Voice/Vision Holocaust Survivor Oral History Archive

Michael Opas - [n.d.]

Life in Warsaw Ghetto

How did your family respond to that? Now that you're closed into this ghetto, how did you respond--what were your thoughts?

Well, we, we felt that--we, we are hoping for that blitzkrieg. You know what a blitzkrieg is?

Mm-hm.

It was--it had only--we thought will pass, will pass us--in about three, four months it will go away. We didn't realize it's, it's, it's going to have--it's going to last for so many years. We didn't realize it, it, it was waiting for us, that it's going to be Krematorias or concentration camps, we didn't realize this in the ghetto.

Mm-hm.

It was naturally cramped because people were--had to, had to share one apartment for two families. Or it was uh, it was really--it was a close off in a very, very small area.

Mm-hm.

And they kept shipping in people from all the, all the surrounding cities, from many cities.

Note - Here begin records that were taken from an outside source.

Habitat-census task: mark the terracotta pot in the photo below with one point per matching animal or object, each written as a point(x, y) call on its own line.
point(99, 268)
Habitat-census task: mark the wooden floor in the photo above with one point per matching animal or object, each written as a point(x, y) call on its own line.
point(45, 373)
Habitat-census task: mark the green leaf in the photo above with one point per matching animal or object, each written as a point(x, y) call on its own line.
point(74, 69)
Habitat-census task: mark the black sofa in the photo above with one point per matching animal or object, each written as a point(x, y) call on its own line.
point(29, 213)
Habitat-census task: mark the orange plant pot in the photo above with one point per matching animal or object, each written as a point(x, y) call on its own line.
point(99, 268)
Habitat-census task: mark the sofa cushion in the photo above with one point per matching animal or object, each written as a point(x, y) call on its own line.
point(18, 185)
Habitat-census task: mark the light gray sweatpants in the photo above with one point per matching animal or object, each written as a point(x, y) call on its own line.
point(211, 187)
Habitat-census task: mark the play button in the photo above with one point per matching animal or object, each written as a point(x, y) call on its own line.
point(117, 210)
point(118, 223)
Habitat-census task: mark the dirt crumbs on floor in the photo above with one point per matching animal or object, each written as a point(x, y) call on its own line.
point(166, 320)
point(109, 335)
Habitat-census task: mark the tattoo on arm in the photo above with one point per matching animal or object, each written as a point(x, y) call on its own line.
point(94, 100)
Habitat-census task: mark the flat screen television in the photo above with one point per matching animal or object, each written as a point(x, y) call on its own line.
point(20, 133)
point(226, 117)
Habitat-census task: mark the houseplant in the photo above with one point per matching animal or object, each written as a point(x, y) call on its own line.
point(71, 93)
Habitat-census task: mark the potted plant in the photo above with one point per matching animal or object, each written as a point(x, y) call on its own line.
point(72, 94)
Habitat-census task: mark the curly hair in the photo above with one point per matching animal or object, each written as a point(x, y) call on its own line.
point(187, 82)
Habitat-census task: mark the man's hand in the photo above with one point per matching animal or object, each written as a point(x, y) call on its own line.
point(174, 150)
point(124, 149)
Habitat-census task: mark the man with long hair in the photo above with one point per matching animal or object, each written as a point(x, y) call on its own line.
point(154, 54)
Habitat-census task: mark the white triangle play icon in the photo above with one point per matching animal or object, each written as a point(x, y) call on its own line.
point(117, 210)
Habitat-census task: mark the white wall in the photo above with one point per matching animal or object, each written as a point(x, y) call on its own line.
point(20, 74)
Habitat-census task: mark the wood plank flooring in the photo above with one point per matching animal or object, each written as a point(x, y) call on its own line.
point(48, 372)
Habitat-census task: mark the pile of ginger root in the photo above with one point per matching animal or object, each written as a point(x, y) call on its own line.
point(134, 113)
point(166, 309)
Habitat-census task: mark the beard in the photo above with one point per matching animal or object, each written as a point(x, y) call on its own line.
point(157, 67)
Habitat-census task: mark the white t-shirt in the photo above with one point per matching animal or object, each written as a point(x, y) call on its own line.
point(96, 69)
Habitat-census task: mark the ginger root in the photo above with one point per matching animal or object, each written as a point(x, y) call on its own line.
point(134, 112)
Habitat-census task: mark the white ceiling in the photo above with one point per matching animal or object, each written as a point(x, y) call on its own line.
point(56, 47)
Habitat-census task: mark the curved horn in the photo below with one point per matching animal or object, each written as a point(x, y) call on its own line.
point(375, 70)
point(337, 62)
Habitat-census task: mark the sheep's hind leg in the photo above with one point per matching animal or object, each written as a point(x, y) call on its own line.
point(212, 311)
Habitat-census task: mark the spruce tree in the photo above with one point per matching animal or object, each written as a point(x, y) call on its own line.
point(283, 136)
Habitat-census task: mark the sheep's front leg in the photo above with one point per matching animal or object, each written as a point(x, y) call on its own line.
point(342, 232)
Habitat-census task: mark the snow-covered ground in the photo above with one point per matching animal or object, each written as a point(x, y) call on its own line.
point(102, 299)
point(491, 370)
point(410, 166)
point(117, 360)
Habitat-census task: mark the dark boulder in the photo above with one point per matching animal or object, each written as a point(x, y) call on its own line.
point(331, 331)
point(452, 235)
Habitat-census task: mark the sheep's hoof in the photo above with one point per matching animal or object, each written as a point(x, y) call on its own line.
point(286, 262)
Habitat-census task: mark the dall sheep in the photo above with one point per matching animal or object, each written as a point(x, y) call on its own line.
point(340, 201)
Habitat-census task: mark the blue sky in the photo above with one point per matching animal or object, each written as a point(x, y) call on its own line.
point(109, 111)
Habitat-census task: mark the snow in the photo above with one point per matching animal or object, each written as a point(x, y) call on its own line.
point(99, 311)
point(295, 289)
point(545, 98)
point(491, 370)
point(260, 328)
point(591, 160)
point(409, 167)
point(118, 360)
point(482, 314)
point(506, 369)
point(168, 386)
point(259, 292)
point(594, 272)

Every, everything came to Warsaw. It was really sickness--there were a lot of diseases, like typhus and diphtheria...

Mm-hm.

...and all kind of things. People came with only their shirt on their backs and they were really suffering and uh, starving.

Mm-hm.

The, the worst part in the Warsaw Ghetto was starvation. People were dying in the streets, literally on--dying on the streets. When I went to work in the morning, I can--I could count fifty, sixty bodies laying on the--covered with, with, with newspapers.